Modelling a fast BLAS level-1 inspired vectorized FPU for ARM devices

Vigliar, Mario; Raiconi, Giancarlo; D'Auria, Amedeo; Giuseppe Del Mastro,

doi:10.1109/MWSCAS.2011.6026644

Abstract Modern collections of algorithms for DSP and multimedia often rely on linear algebra operators to perform massive numerical transformations on vectorized data. Embedded developers often experience the worst condition of having no FPU at all in their low-power systems, as many device producers consider FP-math as an expensive option in terms of gates and power consumption. Main aim of this work is to propose a lightweight structure, designed to be used in an ARM-based environment but easily retargetable to different architectures, capable to perform efficiently vectorized FP operations as described in BLAS Level 1 specification. Peculiar feature is the capability of such a coprocessor to work in a fully pipelined mode.
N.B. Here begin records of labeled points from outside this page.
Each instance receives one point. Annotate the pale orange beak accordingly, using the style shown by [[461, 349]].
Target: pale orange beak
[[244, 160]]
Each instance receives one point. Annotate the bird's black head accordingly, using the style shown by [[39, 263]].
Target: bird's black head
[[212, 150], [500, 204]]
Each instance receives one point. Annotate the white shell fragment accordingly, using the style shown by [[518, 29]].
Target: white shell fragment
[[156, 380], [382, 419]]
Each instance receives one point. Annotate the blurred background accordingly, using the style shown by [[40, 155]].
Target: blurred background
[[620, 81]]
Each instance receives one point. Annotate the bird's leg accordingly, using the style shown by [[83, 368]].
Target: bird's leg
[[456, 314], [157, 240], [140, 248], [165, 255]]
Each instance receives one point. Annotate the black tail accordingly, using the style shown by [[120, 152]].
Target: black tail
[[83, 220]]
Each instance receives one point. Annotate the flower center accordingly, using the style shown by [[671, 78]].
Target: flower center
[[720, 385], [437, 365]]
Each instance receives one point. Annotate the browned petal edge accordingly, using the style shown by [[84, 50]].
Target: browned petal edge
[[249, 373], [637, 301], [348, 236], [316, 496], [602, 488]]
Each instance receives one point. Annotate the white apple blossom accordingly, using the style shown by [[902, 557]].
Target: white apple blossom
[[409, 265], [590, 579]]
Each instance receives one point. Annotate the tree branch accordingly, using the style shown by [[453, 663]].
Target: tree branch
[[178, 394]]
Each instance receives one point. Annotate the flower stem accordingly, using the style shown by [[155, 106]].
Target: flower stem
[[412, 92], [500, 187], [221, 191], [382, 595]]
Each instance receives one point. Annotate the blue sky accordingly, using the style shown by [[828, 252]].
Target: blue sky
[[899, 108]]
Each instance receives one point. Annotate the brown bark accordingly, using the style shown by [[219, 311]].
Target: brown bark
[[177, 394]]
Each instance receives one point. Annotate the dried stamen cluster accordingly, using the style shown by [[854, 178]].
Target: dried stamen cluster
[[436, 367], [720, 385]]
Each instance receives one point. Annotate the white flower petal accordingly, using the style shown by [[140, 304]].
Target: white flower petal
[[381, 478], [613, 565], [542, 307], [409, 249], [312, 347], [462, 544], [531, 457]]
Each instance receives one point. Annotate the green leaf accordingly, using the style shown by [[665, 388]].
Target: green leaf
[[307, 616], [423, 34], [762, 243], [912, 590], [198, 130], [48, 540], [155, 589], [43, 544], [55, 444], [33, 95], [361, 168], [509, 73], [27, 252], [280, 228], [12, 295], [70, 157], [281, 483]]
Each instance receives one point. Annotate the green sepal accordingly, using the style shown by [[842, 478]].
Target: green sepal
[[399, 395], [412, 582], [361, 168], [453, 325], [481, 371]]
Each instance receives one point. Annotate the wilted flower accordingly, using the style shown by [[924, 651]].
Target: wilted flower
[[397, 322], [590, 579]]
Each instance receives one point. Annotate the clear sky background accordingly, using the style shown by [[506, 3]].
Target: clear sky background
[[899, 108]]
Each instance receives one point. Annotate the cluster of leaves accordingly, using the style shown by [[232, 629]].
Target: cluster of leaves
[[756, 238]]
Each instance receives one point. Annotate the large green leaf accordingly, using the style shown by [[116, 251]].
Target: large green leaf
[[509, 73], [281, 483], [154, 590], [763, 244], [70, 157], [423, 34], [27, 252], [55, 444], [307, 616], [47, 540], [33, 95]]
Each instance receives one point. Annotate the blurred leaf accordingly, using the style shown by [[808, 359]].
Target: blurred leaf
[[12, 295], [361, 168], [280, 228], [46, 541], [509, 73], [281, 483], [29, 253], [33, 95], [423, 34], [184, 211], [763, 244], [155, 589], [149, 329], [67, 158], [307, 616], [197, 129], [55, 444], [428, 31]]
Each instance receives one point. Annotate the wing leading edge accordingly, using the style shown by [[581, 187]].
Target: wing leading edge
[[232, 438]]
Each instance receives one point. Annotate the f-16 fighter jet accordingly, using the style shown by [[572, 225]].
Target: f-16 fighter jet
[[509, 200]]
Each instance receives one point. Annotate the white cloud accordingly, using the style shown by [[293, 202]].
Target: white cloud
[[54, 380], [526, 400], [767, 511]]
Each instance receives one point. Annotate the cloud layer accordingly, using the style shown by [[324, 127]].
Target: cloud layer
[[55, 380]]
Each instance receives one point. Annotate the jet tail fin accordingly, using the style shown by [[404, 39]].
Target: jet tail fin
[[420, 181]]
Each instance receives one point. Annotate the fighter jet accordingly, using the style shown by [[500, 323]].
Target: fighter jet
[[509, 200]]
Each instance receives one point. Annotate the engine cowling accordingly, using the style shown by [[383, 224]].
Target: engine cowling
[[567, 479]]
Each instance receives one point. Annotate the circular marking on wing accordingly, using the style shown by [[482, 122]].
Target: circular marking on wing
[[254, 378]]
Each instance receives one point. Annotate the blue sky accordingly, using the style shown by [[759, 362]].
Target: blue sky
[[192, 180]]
Both single and double precision calculations can be performed. Many different CPU offloading techniques have been implemented, in order to enable reactive power management policies during idle/waiting time slices. An implementation in VHDL is presented as result, showing synthesis and placement results in different technologies. FPGA+ARM9 prototype is presented and benchmarked. Results have been compared to functionally equivalent solutions running in different environments and using different sets of processing primitives (up to x86's SSE2/3/4). Finally, a complex application for Hidden Markov Model (HMM) training and evaluation is used as test case to evaluate real-world performance of the proposed approach.